Across the Channel, Lord Tennyson described the only true self as being found in those rare instances. when individuality “seemed to dissolve and melt away into boundless being.” Yeats asked, “Have not all races had their first unity from a polytheism that marries them to rock and hill?” William Blake called for a change in our clouded perceptions, saying that if the doors of perception were cleansed, everything would appear to man as it is-infinite.”
The Age of Separation is a relatively recent perception of our world in need of cleansing. Occasionally, today people still feel the call. They stop to appreciate the scent of a flower, take a slow walk through a park or the woods, look so transfixed at a majestic snow melt waterfall that they forget to take a picture, or stare at the magenta vista of a sunset and forget who they think they are. During these occasions, one can understand those moments.
Emerson described as times when man “awakens from his slumber and wonders at himself and his house [nature] and muses strangely at the resemblance betwixt him and it.” This sense of unity with the living Earth, this ubuntu, brings a sense of peace and harmony to our disconnected senses. As John Muir described it, isn’t it, “wonderful how completely everything in wild nature fits into us, as if truly part and parent of us? The sun shines not on us but in us.”
But transcendentalism and non-dominant cultures are too often taught as historical and quaint artifacts instead of expressions of still living spirit and truth. How did it happen that we have traveled so far from this wide-spread understanding of ubuntu, to where people are so detached that they fail to understand our connection with nature and with each other and fail to take responsibility for their fellow inhabitants of our planet?
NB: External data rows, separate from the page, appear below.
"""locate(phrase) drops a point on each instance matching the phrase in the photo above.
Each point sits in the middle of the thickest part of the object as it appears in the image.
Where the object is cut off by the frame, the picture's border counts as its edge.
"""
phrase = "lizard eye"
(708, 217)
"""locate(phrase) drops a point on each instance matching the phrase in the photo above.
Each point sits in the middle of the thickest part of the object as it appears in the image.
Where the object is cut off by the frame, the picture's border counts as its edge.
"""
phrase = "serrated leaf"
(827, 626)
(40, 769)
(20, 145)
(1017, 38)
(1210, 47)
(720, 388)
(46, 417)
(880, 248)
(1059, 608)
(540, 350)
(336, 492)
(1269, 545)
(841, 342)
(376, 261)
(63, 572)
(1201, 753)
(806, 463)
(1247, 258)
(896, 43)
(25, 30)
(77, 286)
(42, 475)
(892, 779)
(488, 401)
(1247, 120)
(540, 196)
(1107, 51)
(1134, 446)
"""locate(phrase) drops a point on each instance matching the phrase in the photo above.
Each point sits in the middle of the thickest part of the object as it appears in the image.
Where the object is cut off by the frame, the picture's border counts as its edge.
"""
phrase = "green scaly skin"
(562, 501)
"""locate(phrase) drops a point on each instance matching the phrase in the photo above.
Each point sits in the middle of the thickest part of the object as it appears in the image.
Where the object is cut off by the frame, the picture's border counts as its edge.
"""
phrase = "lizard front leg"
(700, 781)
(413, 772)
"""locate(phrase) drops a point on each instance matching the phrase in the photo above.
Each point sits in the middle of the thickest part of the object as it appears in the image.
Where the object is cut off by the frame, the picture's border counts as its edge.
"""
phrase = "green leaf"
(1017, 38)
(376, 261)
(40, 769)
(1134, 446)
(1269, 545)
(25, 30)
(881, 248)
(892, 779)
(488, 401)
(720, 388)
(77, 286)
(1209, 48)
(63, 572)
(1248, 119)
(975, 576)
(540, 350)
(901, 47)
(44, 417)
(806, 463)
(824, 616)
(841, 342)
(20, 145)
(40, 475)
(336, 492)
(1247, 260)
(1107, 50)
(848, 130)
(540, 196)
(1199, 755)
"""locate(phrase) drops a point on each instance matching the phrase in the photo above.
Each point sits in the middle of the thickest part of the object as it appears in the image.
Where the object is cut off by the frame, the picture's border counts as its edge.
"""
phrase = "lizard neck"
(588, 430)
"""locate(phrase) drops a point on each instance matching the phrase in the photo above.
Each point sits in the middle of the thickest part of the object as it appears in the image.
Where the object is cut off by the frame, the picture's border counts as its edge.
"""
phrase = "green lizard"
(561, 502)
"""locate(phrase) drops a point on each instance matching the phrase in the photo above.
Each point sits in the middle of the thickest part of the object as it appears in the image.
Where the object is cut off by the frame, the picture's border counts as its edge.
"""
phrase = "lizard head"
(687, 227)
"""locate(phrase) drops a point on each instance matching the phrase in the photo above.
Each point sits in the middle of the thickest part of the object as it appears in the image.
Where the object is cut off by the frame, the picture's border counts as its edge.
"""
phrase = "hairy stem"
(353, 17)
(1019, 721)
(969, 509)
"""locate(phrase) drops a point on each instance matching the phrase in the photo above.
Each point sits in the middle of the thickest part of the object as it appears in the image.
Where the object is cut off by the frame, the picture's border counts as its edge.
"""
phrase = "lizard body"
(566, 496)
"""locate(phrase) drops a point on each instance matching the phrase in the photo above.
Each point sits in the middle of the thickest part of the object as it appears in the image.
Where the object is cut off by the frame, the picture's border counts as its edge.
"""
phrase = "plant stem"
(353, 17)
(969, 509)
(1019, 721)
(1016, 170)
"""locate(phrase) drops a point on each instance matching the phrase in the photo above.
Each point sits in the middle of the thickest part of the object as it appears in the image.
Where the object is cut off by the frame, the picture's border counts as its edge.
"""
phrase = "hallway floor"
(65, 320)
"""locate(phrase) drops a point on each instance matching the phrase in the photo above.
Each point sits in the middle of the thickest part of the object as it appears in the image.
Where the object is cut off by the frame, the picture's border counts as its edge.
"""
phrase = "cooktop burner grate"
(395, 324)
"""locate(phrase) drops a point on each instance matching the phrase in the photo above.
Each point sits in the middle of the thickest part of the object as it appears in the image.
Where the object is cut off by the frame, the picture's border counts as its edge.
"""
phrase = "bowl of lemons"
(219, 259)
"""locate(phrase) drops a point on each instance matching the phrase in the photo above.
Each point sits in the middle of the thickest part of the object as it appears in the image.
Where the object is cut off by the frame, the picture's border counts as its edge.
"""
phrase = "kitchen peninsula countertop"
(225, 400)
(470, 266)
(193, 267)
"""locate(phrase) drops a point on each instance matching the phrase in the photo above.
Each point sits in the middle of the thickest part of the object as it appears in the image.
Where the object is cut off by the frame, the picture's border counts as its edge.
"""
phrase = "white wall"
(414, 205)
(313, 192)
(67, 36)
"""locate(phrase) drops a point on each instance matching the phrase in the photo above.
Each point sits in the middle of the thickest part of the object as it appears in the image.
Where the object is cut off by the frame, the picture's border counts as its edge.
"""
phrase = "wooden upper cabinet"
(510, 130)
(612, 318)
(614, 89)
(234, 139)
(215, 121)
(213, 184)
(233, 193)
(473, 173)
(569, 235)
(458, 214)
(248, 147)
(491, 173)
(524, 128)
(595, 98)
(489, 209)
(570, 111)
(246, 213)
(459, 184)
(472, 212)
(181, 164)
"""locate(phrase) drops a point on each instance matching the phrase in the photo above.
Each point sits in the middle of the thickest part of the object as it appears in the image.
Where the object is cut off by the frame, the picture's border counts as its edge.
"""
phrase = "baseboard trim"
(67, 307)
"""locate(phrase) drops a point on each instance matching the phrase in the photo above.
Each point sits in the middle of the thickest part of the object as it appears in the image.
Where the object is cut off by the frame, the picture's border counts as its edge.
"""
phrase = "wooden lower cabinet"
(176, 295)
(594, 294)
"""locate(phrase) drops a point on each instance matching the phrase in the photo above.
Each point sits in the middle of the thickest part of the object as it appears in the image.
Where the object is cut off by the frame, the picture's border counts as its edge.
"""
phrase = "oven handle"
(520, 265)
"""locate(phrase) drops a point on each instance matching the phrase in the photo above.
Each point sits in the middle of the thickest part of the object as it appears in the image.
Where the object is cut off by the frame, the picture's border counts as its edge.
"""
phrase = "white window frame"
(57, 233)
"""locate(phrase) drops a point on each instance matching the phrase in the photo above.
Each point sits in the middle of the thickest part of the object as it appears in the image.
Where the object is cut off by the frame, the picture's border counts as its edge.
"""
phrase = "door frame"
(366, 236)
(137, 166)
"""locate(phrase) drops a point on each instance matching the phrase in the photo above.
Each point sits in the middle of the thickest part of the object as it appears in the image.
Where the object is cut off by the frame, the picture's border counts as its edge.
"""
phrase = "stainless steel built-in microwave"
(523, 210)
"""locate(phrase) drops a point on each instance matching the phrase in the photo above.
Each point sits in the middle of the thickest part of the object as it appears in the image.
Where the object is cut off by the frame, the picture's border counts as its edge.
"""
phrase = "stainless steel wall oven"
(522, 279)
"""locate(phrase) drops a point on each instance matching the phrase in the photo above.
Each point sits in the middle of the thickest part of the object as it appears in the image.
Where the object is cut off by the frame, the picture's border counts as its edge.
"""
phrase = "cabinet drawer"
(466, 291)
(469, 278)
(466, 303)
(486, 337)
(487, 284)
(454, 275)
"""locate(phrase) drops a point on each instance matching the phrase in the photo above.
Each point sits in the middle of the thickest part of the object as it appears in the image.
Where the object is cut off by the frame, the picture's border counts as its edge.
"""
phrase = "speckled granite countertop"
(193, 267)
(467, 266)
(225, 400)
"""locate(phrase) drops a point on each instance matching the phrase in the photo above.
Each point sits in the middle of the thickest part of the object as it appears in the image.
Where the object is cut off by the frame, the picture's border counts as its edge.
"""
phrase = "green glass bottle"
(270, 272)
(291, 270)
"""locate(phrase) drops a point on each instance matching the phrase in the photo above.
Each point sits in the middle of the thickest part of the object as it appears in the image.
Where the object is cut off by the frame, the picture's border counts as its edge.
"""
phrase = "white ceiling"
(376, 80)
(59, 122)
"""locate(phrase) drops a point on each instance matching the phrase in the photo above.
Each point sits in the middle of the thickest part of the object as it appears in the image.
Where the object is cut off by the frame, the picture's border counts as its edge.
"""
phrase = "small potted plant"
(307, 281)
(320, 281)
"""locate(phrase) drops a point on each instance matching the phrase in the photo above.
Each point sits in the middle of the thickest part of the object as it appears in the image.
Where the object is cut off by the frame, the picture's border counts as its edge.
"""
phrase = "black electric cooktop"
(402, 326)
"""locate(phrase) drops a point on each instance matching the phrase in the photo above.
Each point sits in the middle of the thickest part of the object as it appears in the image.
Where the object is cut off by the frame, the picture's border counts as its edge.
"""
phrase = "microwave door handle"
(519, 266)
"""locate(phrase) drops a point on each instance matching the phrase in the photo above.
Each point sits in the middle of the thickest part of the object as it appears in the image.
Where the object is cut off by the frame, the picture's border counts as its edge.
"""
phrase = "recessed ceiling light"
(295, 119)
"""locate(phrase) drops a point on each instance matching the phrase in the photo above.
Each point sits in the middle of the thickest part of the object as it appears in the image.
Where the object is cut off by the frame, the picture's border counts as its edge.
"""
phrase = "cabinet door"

Western society has ignored for too long the ancient wisdom that can help us move out of this Age of Separation and into a new era of sharing, respect and responsibility – the Ubuntu Era. We can sometimes feel lost, isolated and hopeless in such a world. Yet we can stop and remember that all across the country and around the world, there are growing examples of creative and cooperative models re-energizing our schools, workplaces, laboratories, hospitals, communities and courtrooms. Each of us can draw strength from the power of these changes and can begin to find space for ubuntu in our artificially, needlessly busy lives and in our impersonal institutions. This is the path chosen by The Ubuntuworks Project – www.ubuntuworks.org – where we collaborate with organizations and individuals on research and strategies to move us locally and globally toward an era of ubuntu.
Those of us practicing alternative dispute resolution are operating in the spirit of ubuntu and are part of this historical continuum of breaking down us vs them and finding common ground. We no longer have to accept things as they have become. We have the collective strength within each of us to continue to make a difference. It is time to camay – to blow a sense of unity – into the institutions of the world with the power of ubuntu.